As categorias definidas por Pires Marques se mostram analisadores-chave para a leitura das realidades pós-modernas globalizadas. Sua crítica epistemológica aos múltiplos conceitos de saúde mental, apresentados especialmente a partir de estudos epidemiológicos, conformados por modelos teórico-metodológicos norte-americanos, revela a universalização de formas de sofrimento do Norte, naturalizadas como científicas e sem a devida contextualização da sua manifestação. Taxas de prevalência que, em um primeiro momento, podem parecer relevantes para ampliar o acesso de massas desassistidas de pessoas com sofrimento mental (o treatment gap) reproduzem, na prática, a iniquidade de hierarquizar grupos em função de interesses econômicos, privilegiando segmentos tanto potencialmente produtivos no mercado econômico quanto mais lucrativos no mercado de vendas de psicofármacos.
Nesse sentido, indica Pires Marques, a não discriminação de duas diferentes realidades de sofrimento e de suas necessidades – o de pessoas com transtornos mentais severos e o daquelas com transtornos mentais comuns – termina por ofuscar e excluir grupos já socialmente marginalizados, como os psicóticos, pessoas em situação de rua, internos de hospitais de custódia, entre outros. Críticas dessa natureza, consubstanciadas por um trabalho empírico de fôlego que demonstra a participação da mídia na construção das necessidades de saúde mental, espelham ou antecipam tendências observadas em países em desenvolvimento, como o Brasil. Aqui, se é absolutamente legítimo voltar o olhar para segmentos com transtornos mentais comuns que não encontram com facilidade espaços de cuidado, focalizando a Atenção Básica como nível privilegiado para se investir nessa direção, por outro lado, há de se exercer uma vigilância ética na perspectiva de se evitarem desvios medicalizadores na interpretação dos problemas sociais subjacentes a esses sofrimentos e soluções psicofarmacologizantes para a miséria social e para o mal-estar na sociedade4.

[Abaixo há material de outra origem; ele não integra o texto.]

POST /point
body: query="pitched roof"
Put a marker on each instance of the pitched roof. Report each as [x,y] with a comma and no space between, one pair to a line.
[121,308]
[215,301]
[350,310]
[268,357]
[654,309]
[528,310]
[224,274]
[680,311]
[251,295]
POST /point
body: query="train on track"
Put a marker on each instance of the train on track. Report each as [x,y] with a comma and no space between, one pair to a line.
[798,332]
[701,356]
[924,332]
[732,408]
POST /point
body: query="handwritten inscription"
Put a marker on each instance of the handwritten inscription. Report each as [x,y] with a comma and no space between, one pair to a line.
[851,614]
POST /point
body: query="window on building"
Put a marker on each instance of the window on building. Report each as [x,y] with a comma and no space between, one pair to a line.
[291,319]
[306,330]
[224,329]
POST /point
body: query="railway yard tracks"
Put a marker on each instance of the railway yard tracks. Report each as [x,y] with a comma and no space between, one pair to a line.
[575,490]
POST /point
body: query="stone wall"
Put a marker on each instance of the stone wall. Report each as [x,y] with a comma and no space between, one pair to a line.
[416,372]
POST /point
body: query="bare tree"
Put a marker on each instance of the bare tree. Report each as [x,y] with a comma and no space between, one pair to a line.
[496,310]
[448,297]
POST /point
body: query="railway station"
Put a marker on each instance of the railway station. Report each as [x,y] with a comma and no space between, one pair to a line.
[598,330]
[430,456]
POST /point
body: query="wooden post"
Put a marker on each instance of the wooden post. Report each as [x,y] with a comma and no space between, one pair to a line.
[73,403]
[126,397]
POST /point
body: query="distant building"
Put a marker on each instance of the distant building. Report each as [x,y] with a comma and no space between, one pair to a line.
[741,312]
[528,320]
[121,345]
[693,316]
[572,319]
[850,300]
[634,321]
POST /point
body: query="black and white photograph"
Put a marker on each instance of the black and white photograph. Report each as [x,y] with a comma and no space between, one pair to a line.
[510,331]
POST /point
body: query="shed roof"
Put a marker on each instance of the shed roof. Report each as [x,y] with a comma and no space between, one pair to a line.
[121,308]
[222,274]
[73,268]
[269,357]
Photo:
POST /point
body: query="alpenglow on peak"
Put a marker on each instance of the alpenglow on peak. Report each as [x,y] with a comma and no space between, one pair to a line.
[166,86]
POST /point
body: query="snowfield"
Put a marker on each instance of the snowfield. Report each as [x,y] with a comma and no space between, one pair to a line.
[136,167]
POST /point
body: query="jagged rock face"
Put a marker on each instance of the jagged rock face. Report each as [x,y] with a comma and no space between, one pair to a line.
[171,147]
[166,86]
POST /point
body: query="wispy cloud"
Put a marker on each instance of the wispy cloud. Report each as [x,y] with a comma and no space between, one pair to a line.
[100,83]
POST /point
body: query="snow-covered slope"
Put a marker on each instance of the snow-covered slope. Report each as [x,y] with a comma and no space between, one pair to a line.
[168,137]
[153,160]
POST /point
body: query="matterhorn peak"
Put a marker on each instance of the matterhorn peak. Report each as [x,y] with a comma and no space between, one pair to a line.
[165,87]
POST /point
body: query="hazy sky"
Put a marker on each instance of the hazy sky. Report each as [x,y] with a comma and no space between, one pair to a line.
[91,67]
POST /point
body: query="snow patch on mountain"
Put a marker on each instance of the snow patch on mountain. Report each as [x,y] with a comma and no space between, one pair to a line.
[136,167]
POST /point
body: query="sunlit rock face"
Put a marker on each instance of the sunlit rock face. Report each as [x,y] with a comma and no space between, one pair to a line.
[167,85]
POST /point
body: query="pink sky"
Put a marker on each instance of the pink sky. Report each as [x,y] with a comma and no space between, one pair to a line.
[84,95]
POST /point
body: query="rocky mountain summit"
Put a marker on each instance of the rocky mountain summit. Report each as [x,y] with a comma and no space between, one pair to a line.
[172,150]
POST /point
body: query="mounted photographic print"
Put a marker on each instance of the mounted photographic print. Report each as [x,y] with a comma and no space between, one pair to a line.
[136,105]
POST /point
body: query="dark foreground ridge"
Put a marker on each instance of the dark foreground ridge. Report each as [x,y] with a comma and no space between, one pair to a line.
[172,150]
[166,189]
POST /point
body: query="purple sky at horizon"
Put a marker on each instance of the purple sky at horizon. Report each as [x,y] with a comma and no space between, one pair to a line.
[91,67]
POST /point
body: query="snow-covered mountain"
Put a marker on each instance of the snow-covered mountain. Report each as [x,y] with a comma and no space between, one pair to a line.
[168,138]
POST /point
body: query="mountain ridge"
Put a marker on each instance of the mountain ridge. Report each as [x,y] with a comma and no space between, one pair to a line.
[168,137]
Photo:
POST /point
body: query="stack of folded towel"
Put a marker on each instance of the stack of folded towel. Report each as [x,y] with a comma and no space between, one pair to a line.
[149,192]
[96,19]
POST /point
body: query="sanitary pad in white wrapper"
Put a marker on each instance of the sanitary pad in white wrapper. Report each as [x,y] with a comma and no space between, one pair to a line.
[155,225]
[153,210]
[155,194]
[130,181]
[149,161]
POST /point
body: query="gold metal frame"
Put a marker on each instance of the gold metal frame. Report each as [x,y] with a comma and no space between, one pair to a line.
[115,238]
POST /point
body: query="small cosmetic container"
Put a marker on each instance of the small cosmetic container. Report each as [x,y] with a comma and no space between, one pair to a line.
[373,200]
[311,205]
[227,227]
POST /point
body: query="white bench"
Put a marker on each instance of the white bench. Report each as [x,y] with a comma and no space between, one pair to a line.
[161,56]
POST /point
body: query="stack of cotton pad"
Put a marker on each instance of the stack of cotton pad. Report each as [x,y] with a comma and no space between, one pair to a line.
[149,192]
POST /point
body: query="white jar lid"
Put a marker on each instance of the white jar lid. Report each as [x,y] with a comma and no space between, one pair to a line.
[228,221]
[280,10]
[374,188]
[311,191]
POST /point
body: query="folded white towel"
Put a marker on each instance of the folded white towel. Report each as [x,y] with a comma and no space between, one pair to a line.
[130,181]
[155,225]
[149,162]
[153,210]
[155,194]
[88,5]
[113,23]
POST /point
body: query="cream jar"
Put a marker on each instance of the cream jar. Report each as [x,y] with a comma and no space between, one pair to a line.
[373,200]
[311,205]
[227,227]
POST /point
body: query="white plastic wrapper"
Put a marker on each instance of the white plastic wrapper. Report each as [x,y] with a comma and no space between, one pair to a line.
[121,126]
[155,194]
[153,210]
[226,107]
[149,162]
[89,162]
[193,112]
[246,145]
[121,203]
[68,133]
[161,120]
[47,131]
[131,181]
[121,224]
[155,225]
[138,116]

Os dois artigos seguintes enfatizam o protagonismo dos que experimentam a vivência do sofrimento mental na pele. No caso do trabalho de Fátima Alves e Karine Wlasenko Nicolau, é destacada a importância de um governo da Saúde Mental – tomado no seu aspecto da formulação e implementação das políticas, mas também da micropolítica operada nas práticas clínicas – aberto à interferência de racionalidades leigas. Esse conceito é utilizado nas suas possibilidades de remeter a concepções e ações que se produzem em situações práticas de pessoas (usuários e familiares), permitindo avaliar experiências concretas de terapêuticas e ações propostas para recuperar ou promover a saúde mental, mas que também é capaz de traçar e reorientar caminhos. A efetividade dos sistemas de atenção, no seu aspecto organizacional, pode ser baixa se ancorada em orientações padronizadas, que não levem em conta as concepções e percepções dos agentes. Escutá-las, por sua vez, não apenas gera uma possibilidade de aprendizagem significativa, mas cria espaços de autonomia, diálogo e participação. As racionalidades leigas aproximam-se de práticas que reconhecem a lógica pragmática que se origina das vivências, que valorizam o estar com o outro, em detrimento dos especialismos, e que apostam no que poderíamos chamar de uma coparticipação na definição de soluções para os problemas.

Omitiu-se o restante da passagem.